A Power Analysis for Model-X Knockoffs with $\ell_{p}$-Regularized Statistics

Variable selection properties of procedures utilizing penalized-likelihood estimates is a central topic in the study of high dimensional linear regression problems. Existing literature emphasizes the quality of ranking of the variables by such procedures as reflected in the receiver operating characteristic curve or in prediction performance. Specifically, recent works have harnessed modern theory of approximate message-passing (AMP) to obtain, in a particular setting, exact asymptotic predictions of the type I-type II error tradeoff for selection procedures that rely on $\ell_{p}$-regularized estimators. In practice, effective ranking by itself is often not sufficient because some calibration for Type I error is required.

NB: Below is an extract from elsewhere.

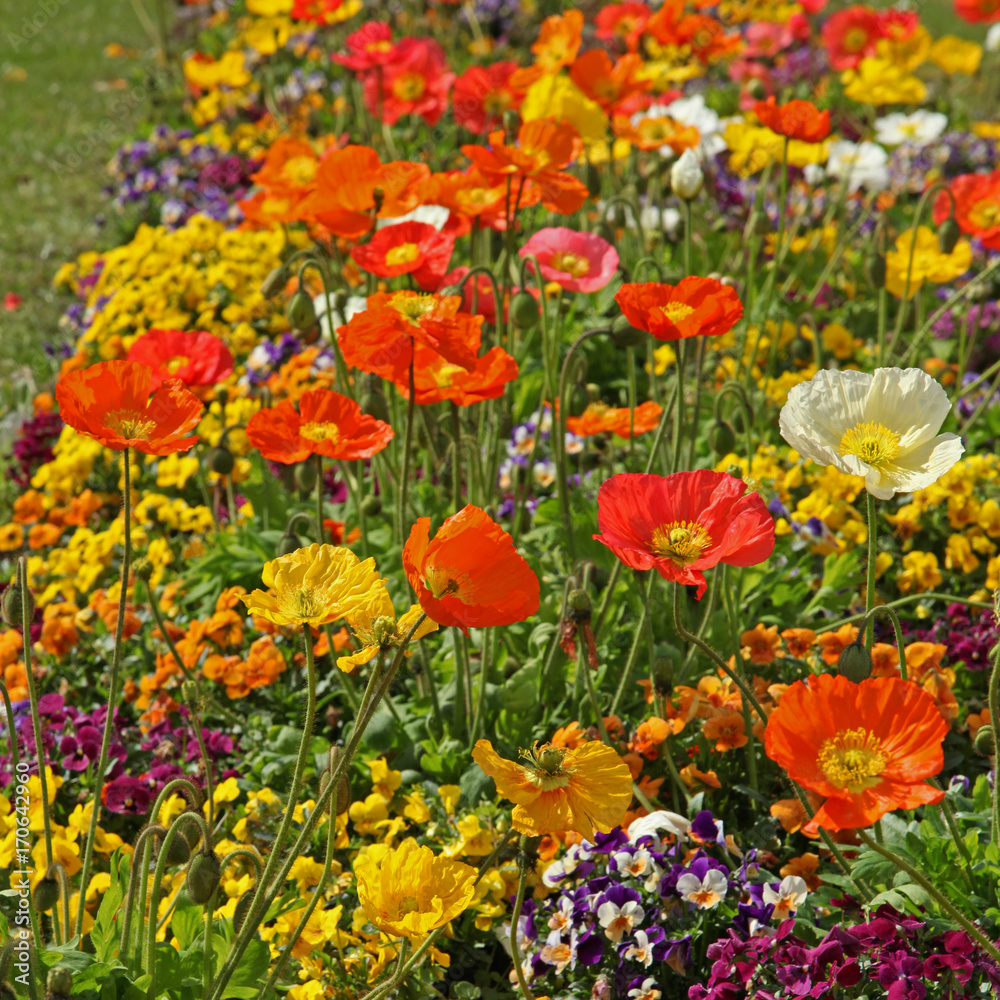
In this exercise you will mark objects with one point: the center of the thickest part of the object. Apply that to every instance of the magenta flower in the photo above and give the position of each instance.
(579, 262)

In this work we study theoretically the power of selection procedures that similarly rank the features by the size of an $\ell_{p}$-regularized estimator, but further use Model-X knockoffs to control the false discovery rate in the realistic situation where no prior information about the signal is available. In analyzing the power of the resulting procedure, we extend existing results in AMP theory to handle the pairing between original variables and their knockoffs. This is used to derive exact asymptotic predictions for power. We apply the general results to compare the power of the knockoffs versions of Lasso and thresholded-Lasso selection, and demonstrate that in the i.i.d. covariate setting under consideration, tuning by cross-validation on the augmented design matrix is nearly optimal. We further demonstrate how the techniques allow to analyze also the Type S error, and a corresponding notion of power, when selections are supplemented with a decision on the sign of the coefficient.